Topic: Working with Arrays and Collections

A task dispatcher must keep tasks in the order they should be processed. High-priority retries are added to the front, normal tasks are added to the back, and workers remove tasks from the front. Duplicate task IDs are allowed, and tasks are not retrieved by key. Which collection interface best matches these requirements?

Options:

• A. List<Task>

• B. Deque<Task>

• C. Map<String, Task>

• D. Set<Task>

Best answer: B

Explanation: The key requirement is double-ended queue behavior. A Deque preserves an order of elements and provides operations such as adding to the front or back and removing from the front, while still allowing duplicates.

In the Collections Framework, choose the interface that matches the access pattern. A Deque represents a double-ended queue, so it supports operations like addFirst(), addLast(), and removeFirst(). That directly matches the dispatcher’s need to add work at both ends and process from the front. Because duplicate task IDs are allowed, a Set is not appropriate. Because there is no lookup by key, a Map is unnecessary. A List preserves order and allows duplicates, but its primary abstraction is positional access, not queue operations at both ends.

• List ordering is tempting because duplicates and order are allowed, but the required front/back queue operations point to Deque.
• Set uniqueness fails because the dispatcher must allow duplicate task IDs.
• Map lookup fails because the tasks are not retrieved by key.

Question 6

Topic: Working with Arrays and Collections

Which Java 17 standard-library rule describes a Comparator chain built with Comparator.comparing(...).thenComparing(...) when sorting a List?

Options:

• A. A later comparator is used only after earlier comparisons return 0.

• B. Each later comparator replaces the earlier comparator in the chain.

• C. The last comparator in the chain is evaluated first.

• D. The element type must implement Comparable for thenComparing().

Best answer: A

Explanation: thenComparing() builds a lexicographic comparator chain. The primary comparator decides the order unless it returns 0; only then is the next comparator used as a tie-breaker.

A Comparator chain applies comparisons in order. Comparator.comparing() defines the first sort key, and each thenComparing() adds a later tie-breaker. If an earlier comparison returns a nonzero value, that result is used immediately and later comparators are not needed for ordering those two elements. The element type itself does not need to implement Comparable when a suitable Comparator is supplied, although extracted keys may need natural ordering unless a key comparator is provided.

The key takeaway is that comparator chains sort by the first key, then by later keys only for ties.
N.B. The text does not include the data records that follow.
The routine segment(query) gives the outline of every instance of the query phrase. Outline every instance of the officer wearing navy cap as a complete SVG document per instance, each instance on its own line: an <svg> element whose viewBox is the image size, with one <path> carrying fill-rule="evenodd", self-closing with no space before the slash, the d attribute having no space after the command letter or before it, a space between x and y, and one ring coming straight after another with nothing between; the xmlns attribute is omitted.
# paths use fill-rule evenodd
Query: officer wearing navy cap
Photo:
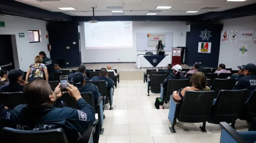
<svg viewBox="0 0 256 143"><path fill-rule="evenodd" d="M84 74L77 72L74 74L73 77L73 84L77 88L80 93L91 92L93 95L94 103L98 103L99 97L101 96L99 92L99 89L96 85L91 84L85 84Z"/></svg>
<svg viewBox="0 0 256 143"><path fill-rule="evenodd" d="M243 74L244 76L238 80L233 89L247 89L250 96L256 89L256 65L253 64L246 65L244 67Z"/></svg>
<svg viewBox="0 0 256 143"><path fill-rule="evenodd" d="M237 66L237 68L239 69L238 73L233 74L232 75L228 77L227 78L231 78L234 79L240 79L241 77L244 76L244 70L245 67L245 65Z"/></svg>
<svg viewBox="0 0 256 143"><path fill-rule="evenodd" d="M23 91L24 85L28 83L23 81L22 76L24 72L21 70L15 69L8 73L9 83L0 87L1 92L15 92Z"/></svg>

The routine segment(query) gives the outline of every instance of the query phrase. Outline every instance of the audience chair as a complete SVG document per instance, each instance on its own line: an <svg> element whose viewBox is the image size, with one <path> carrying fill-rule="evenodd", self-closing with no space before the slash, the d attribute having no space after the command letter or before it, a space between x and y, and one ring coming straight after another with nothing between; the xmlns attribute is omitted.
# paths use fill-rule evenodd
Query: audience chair
<svg viewBox="0 0 256 143"><path fill-rule="evenodd" d="M64 72L70 72L70 70L61 70L61 71Z"/></svg>
<svg viewBox="0 0 256 143"><path fill-rule="evenodd" d="M61 75L68 75L70 73L73 73L73 72L71 71L64 71L61 72Z"/></svg>
<svg viewBox="0 0 256 143"><path fill-rule="evenodd" d="M147 79L147 96L149 96L150 89L151 92L153 93L161 93L160 84L162 83L165 79L166 75L165 74L152 74L151 76L151 79L148 77Z"/></svg>
<svg viewBox="0 0 256 143"><path fill-rule="evenodd" d="M256 131L236 131L226 122L219 123L222 129L220 143L254 143Z"/></svg>
<svg viewBox="0 0 256 143"><path fill-rule="evenodd" d="M58 86L58 85L59 84L59 82L58 81L48 81L48 83L51 86L51 88L52 89L52 90L54 91L55 90L55 88Z"/></svg>
<svg viewBox="0 0 256 143"><path fill-rule="evenodd" d="M248 94L246 89L221 90L217 99L214 99L211 115L207 122L215 124L222 122L232 123L231 126L234 128L236 120L238 119ZM203 123L205 124L205 122Z"/></svg>
<svg viewBox="0 0 256 143"><path fill-rule="evenodd" d="M187 91L182 104L172 96L168 115L171 124L171 126L169 127L171 132L176 132L174 127L177 119L184 122L205 123L210 116L214 96L214 91ZM205 124L200 126L200 128L203 132L207 132Z"/></svg>
<svg viewBox="0 0 256 143"><path fill-rule="evenodd" d="M153 52L147 52L145 54L146 55L151 55L153 54Z"/></svg>
<svg viewBox="0 0 256 143"><path fill-rule="evenodd" d="M231 70L231 73L232 73L232 74L233 74L235 73L238 73L238 70Z"/></svg>
<svg viewBox="0 0 256 143"><path fill-rule="evenodd" d="M146 81L146 82L147 82L147 75L150 75L151 71L156 71L156 69L147 69L146 72L143 72L143 82L145 83L145 81Z"/></svg>
<svg viewBox="0 0 256 143"><path fill-rule="evenodd" d="M164 100L167 103L170 100L170 96L172 94L173 91L185 88L188 86L188 79L170 79L168 81L167 88L164 88L162 84L161 84L161 100Z"/></svg>
<svg viewBox="0 0 256 143"><path fill-rule="evenodd" d="M87 84L92 84L97 86L99 89L99 92L101 94L101 96L104 97L105 99L103 102L104 106L105 103L108 103L109 100L109 105L110 108L109 110L113 109L112 105L113 104L113 89L111 88L110 90L108 90L106 87L106 82L104 81L87 81Z"/></svg>
<svg viewBox="0 0 256 143"><path fill-rule="evenodd" d="M100 75L99 74L100 73L99 71L95 71L95 72L92 72L92 71L90 71L89 72L89 78L90 79L91 79L91 78L93 78L93 77L94 77L94 76L99 76Z"/></svg>
<svg viewBox="0 0 256 143"><path fill-rule="evenodd" d="M215 97L217 98L221 90L232 90L233 83L234 79L215 79L211 87L211 90L215 91Z"/></svg>
<svg viewBox="0 0 256 143"><path fill-rule="evenodd" d="M8 82L0 82L0 86L9 83Z"/></svg>
<svg viewBox="0 0 256 143"><path fill-rule="evenodd" d="M92 134L93 128L91 128ZM4 128L1 135L5 143L68 143L64 130L61 128L49 130L25 130Z"/></svg>
<svg viewBox="0 0 256 143"><path fill-rule="evenodd" d="M217 73L204 73L204 75L205 75L207 77L211 79L211 86L212 85L212 84L213 83L213 81L214 81L215 79L217 78L218 77L218 74Z"/></svg>
<svg viewBox="0 0 256 143"><path fill-rule="evenodd" d="M253 118L256 117L256 90L251 94L243 107L239 118L240 120L252 122Z"/></svg>
<svg viewBox="0 0 256 143"><path fill-rule="evenodd" d="M228 77L232 75L232 73L221 73L219 75L218 78L226 79Z"/></svg>
<svg viewBox="0 0 256 143"><path fill-rule="evenodd" d="M12 109L20 104L27 103L22 92L0 93L0 101L8 108Z"/></svg>

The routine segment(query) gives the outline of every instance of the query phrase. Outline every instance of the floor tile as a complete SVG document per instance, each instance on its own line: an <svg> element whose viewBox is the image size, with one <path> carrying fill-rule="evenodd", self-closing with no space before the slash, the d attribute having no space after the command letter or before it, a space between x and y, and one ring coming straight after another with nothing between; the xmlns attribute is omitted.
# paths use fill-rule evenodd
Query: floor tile
<svg viewBox="0 0 256 143"><path fill-rule="evenodd" d="M128 111L127 110L113 110L113 117L128 117Z"/></svg>
<svg viewBox="0 0 256 143"><path fill-rule="evenodd" d="M110 135L129 135L128 125L112 125L110 130Z"/></svg>
<svg viewBox="0 0 256 143"><path fill-rule="evenodd" d="M129 125L130 135L148 134L148 130L146 124Z"/></svg>
<svg viewBox="0 0 256 143"><path fill-rule="evenodd" d="M112 119L112 125L128 124L128 117L114 117Z"/></svg>
<svg viewBox="0 0 256 143"><path fill-rule="evenodd" d="M176 137L174 135L153 136L155 143L163 143L167 142L172 143L178 143Z"/></svg>
<svg viewBox="0 0 256 143"><path fill-rule="evenodd" d="M153 136L148 135L131 135L130 136L130 143L154 143Z"/></svg>
<svg viewBox="0 0 256 143"><path fill-rule="evenodd" d="M150 134L167 133L163 124L147 125L147 128Z"/></svg>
• Replacement misconception fails because thenComparing() adds to the comparator instead of discarding the previous comparison.
• Reverse evaluation fails because comparator chains evaluate from the original comparator toward later tie-breakers.
• Comparable requirement fails because supplying a Comparator can sort objects that do not define natural ordering.

Question 7

Topic: Working with Arrays and Collections

A developer writes a reusable cache. No imports are required. What is the result of compiling and running this Java 17 code?

class Cache<T> {
    private T value;

    <T> void put(T value) {
        this.value = value;
    }

    T get() { return value; }
}

public class Test {
    public static void main(String[] args) {
        Cache<String> c = new Cache<>();
        c.put("java");
        System.out.println(c.get().toUpperCase());
    }
}

Options:

• A. It prints JAVA.

• B. It throws ClassCastException.

• C. Compilation fails in put due to incompatible type parameters.
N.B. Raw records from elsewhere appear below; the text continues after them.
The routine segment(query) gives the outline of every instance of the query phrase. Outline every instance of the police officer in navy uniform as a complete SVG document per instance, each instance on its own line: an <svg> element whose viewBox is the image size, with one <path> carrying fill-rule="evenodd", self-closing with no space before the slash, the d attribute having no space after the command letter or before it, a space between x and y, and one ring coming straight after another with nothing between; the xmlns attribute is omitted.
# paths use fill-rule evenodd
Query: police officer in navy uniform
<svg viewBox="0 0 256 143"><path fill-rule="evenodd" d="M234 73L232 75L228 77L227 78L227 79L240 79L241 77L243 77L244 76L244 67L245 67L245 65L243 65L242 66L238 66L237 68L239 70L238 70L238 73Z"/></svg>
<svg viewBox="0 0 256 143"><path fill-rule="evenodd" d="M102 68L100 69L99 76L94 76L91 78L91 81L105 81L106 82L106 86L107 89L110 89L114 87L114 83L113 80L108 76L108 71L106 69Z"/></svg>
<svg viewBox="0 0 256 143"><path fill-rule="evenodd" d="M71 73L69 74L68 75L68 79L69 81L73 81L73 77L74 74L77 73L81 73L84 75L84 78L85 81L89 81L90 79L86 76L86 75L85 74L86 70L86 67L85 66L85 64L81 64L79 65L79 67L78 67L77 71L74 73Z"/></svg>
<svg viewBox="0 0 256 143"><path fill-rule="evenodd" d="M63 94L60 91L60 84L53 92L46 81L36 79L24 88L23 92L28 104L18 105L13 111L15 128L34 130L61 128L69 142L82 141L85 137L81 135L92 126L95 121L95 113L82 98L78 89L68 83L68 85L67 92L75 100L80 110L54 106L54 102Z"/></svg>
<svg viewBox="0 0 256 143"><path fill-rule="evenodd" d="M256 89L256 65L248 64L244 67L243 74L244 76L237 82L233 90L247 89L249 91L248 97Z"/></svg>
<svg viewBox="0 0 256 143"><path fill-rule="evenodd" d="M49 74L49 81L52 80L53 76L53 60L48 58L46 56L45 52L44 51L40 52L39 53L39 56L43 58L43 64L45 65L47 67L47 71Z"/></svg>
• D. Compilation fails because diamond cannot infer String.

Best answer: C

Explanation: The method declaration <T> void put(T value) introduces a new type parameter scoped to the method. That method T shadows the class T, so assigning the method parameter to the field is not type-safe for all possible type arguments.

Generic type parameters have scopes. In Cache<T>, the field value has the class type parameter. But <T> void put(T value) declares a separate method type parameter with the same name, so the parameter is not guaranteed to be the same type as the field. The compiler checks the generic class body independently of the later Cache<String> use, so this.value = value fails at compile time. If the intent is to store a Cache<T> value, the method should be declared as void put(T value) without its own <T> type parameter.

The diamond expression is valid because the target type is Cache<String>; the failure happens earlier inside the generic method body.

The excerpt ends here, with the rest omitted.